Talvez por isso não tenha perdido a dimensão triste que caracterizava a sua existência – “não, não estou em casa neste mundo. Ninguém da minha idade está. Vi­vemos demasi­ado. O verdadeiro crime é viver demasiado — e por esse crime declaro-me culpado. Mas não invejo os jovens, porque os es­peram tempos difíceis. É mesmo possível que depois do capitalismo sobre­venham outras formas de crise económica. Pode esta enorme dis­tância en­tre ricos e pobres manter-se? É sustentável, suportável? Não, é inconcebí­vel.
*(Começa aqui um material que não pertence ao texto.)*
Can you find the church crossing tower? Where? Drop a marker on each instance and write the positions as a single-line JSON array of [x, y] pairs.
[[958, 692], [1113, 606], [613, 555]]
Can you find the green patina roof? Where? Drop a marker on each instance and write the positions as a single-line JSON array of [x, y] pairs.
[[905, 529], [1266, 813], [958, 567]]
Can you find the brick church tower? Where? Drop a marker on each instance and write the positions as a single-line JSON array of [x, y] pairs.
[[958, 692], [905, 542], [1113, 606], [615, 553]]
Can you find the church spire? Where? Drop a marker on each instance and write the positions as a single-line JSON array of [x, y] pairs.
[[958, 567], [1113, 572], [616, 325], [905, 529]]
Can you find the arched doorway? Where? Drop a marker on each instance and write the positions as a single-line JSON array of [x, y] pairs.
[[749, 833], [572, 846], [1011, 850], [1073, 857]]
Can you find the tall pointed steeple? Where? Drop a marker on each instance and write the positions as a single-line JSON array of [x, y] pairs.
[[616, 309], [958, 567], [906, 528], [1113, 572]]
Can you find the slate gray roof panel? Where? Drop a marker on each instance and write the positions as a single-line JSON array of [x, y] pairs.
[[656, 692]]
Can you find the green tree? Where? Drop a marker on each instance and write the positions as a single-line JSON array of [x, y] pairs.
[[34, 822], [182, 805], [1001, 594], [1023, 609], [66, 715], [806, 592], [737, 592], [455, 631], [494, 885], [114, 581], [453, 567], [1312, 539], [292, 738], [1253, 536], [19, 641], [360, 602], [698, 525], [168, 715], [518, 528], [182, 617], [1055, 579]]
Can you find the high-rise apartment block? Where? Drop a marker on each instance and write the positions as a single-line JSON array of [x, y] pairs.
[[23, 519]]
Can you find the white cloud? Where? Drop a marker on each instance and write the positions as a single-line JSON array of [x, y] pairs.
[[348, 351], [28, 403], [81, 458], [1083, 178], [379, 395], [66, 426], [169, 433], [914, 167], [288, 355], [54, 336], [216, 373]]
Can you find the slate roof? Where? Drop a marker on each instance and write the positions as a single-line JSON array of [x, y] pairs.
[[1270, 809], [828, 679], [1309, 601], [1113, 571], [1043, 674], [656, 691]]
E al­guma coisa vai acontecer”.

Estas reflexões, erigidas em preocupações, iam a par com um pensa­mento estruturado sobre a Europa que se materializou numa extraor­dinária “Ideia de Europa” [A Ideia de Europa, Gradiva, 2005] que foi deter­minante para a origem da minha própria “A Ideia de Europa” [Chiado Edi­tora, 2019] e que Steiner começa por abordar de uma forma ab­solutamente original e fasci­nante, percorrendo os cafés da Europa. Aí meditava que a “Eu­ropa é feita de cafetarias, de cafés. Estes vão da cafetaria preferida de Pes­soa, em Lisboa, aos cafés de Odessa frequentados pelos gangsters de Isaac Babel. Vão dos cafés de Copenhaga, onde Kierkegaard passava nos seus passeios concen­trados, aos balcões de Palermo. Não há cafés antigos ou definidores em Moscovo, que é já um subúrbio da Ásia. Poucos em In­gla­terra, após um breve período em que estiveram na moda, no século XVIII. Nenhuns na Amé­rica do Norte, para lá do posto avançado galicano de Nova Or­leães. Dese­nhe-se o mapa das cafetarias e obter-se-á um dos mar­cadores essenciais da “ideia de Europa””.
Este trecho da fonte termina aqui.